Over the last 2 years a total of 498 elective colorectal resections were performed at the senior author institution; 87% were done using minimally invasive methods whereas 13% were done using open techniques. Of the minimally invasive cases (n = 432), 71% were done via straight laparoscopic methods whereas in 29% hand-assisted and hybrid techniques (HAL group) were employed. In a hybrid operation part of the case is done using closed methods after which the resection is completed, the specimen is extracted, and anastomosis constructed via a limited open incision. Hand-assisted/hybrid methods were almost uniformly used for sigmoid and LARs whereas they were rarely used for right-sided or proximal left-sided resections.

When the data is examined from the perspective of BMI it is noted that the rate of utilization of HALS/hybrid methods is directly related to the BMI of the patients: BMI ≤ 33, 23%; BMI > 33, 44%; BMI > 40, 50%. The conversion rate also increases with the BMI, straight laparoscopic to a greater extent than hand-assisted methods. The laparoscopic conversion rate ranges from 12% (BMI ≤ 33) to 36% (BMI > 33), to 67% (BMI > 40) whereas the hand-assisted/hybrid conversion rate peaks at 29% (BMI > 40). Finally, the difference in incision length between the two procedures decreases as the BMI rises: BMI ≤ 33, 5.6 cm (LAP) versus 10 cm (HAL); BMI >33, 7.7 cm (LAP) versus 10.7 cm (HAL); BMI > 40, 11.5 cm (LAP) versus 11.4 cm (HAL) [7]. We believe this data supports the selective use of hand-assisted methods and an overall approach that embraces both straight laparoscopic and hand-assisted techniques. Such a philosophy permits maximum utilization of minimally invasive methods which, by virtue of improved short-term results, translates into patient care benefits.

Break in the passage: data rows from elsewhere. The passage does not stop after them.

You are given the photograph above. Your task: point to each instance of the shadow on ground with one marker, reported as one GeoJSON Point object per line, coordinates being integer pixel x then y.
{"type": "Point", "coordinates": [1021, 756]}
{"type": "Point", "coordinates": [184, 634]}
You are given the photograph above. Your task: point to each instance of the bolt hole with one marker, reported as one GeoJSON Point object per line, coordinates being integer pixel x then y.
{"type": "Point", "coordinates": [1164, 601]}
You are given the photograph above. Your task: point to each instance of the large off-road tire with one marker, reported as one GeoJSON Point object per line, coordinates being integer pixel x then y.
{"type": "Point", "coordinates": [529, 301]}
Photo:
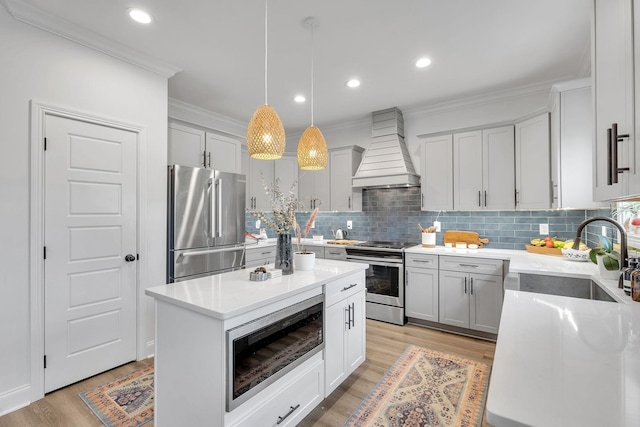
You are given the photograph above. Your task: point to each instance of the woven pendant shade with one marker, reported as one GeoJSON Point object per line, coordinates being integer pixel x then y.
{"type": "Point", "coordinates": [312, 150]}
{"type": "Point", "coordinates": [265, 134]}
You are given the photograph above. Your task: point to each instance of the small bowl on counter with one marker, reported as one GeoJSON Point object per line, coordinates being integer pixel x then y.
{"type": "Point", "coordinates": [575, 254]}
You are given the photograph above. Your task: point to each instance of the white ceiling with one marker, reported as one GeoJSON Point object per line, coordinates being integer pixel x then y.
{"type": "Point", "coordinates": [476, 47]}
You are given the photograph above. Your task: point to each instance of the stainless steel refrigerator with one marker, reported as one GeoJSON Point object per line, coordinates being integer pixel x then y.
{"type": "Point", "coordinates": [206, 223]}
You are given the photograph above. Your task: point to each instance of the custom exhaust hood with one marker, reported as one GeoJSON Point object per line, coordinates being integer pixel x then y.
{"type": "Point", "coordinates": [386, 163]}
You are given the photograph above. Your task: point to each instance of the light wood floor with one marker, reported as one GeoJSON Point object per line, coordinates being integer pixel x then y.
{"type": "Point", "coordinates": [385, 343]}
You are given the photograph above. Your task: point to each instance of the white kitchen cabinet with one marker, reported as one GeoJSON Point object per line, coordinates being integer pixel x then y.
{"type": "Point", "coordinates": [286, 168]}
{"type": "Point", "coordinates": [344, 164]}
{"type": "Point", "coordinates": [421, 287]}
{"type": "Point", "coordinates": [533, 158]}
{"type": "Point", "coordinates": [436, 173]}
{"type": "Point", "coordinates": [190, 146]}
{"type": "Point", "coordinates": [571, 121]}
{"type": "Point", "coordinates": [483, 169]}
{"type": "Point", "coordinates": [345, 329]}
{"type": "Point", "coordinates": [468, 297]}
{"type": "Point", "coordinates": [313, 188]}
{"type": "Point", "coordinates": [259, 173]}
{"type": "Point", "coordinates": [613, 62]}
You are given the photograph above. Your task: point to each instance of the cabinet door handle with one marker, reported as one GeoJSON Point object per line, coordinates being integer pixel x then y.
{"type": "Point", "coordinates": [615, 138]}
{"type": "Point", "coordinates": [292, 409]}
{"type": "Point", "coordinates": [346, 288]}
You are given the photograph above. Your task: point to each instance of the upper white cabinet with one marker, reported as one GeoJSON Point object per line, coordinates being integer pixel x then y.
{"type": "Point", "coordinates": [313, 188]}
{"type": "Point", "coordinates": [344, 164]}
{"type": "Point", "coordinates": [259, 173]}
{"type": "Point", "coordinates": [436, 173]}
{"type": "Point", "coordinates": [571, 146]}
{"type": "Point", "coordinates": [483, 169]}
{"type": "Point", "coordinates": [612, 69]}
{"type": "Point", "coordinates": [533, 175]}
{"type": "Point", "coordinates": [190, 146]}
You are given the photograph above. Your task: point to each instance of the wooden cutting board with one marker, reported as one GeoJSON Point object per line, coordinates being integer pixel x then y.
{"type": "Point", "coordinates": [468, 237]}
{"type": "Point", "coordinates": [342, 242]}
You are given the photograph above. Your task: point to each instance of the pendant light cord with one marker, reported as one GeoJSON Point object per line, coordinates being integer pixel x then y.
{"type": "Point", "coordinates": [266, 49]}
{"type": "Point", "coordinates": [312, 51]}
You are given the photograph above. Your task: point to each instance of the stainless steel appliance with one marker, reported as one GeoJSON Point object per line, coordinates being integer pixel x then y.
{"type": "Point", "coordinates": [205, 222]}
{"type": "Point", "coordinates": [384, 278]}
{"type": "Point", "coordinates": [263, 350]}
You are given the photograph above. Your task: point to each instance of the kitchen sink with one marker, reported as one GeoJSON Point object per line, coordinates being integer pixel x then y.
{"type": "Point", "coordinates": [563, 286]}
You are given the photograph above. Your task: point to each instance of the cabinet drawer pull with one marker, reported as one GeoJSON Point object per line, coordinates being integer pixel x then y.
{"type": "Point", "coordinates": [291, 411]}
{"type": "Point", "coordinates": [346, 288]}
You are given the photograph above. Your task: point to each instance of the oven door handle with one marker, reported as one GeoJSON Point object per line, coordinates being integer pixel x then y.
{"type": "Point", "coordinates": [374, 261]}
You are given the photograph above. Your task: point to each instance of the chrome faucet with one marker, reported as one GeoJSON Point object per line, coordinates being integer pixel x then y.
{"type": "Point", "coordinates": [623, 236]}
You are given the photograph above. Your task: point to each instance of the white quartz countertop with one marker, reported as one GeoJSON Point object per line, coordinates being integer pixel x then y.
{"type": "Point", "coordinates": [564, 361]}
{"type": "Point", "coordinates": [227, 295]}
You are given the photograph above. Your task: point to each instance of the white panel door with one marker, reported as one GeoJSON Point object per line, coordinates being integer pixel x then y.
{"type": "Point", "coordinates": [90, 226]}
{"type": "Point", "coordinates": [499, 168]}
{"type": "Point", "coordinates": [467, 169]}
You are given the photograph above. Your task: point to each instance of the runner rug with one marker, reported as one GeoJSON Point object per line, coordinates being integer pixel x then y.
{"type": "Point", "coordinates": [426, 388]}
{"type": "Point", "coordinates": [125, 402]}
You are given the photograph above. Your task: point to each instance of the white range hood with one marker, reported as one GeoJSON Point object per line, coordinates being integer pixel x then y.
{"type": "Point", "coordinates": [387, 162]}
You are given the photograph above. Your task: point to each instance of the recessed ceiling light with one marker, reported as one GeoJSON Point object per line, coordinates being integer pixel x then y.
{"type": "Point", "coordinates": [353, 83]}
{"type": "Point", "coordinates": [140, 16]}
{"type": "Point", "coordinates": [423, 62]}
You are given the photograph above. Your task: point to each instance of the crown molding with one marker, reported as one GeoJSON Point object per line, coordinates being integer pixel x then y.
{"type": "Point", "coordinates": [479, 100]}
{"type": "Point", "coordinates": [180, 110]}
{"type": "Point", "coordinates": [31, 15]}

Hand-assisted methods are a tool of the surgeon, as are straight laparoscopic and open methods. The surgeon with the most tools at his disposal will be best equipped to deal with the wide array of pathology and patients (body habitus and BMI) that he is called on to treat. The “best” tool for the task at hand will vary from patient to patient. A surgeon who does either straight laparoscopic or hand-assisted methods exclusively will be handicapped. The selective use of a straight laparoscopic, hand-assisted, or hybrid method permits a minimally invasive approach to be offered to most elective colorectal resection patients regardless of BMI or pathology. Hand-assisted methods decrease the full laparotomy conversion rate and permit the performance of minimally invasive procedures that otherwise would be done using open methods.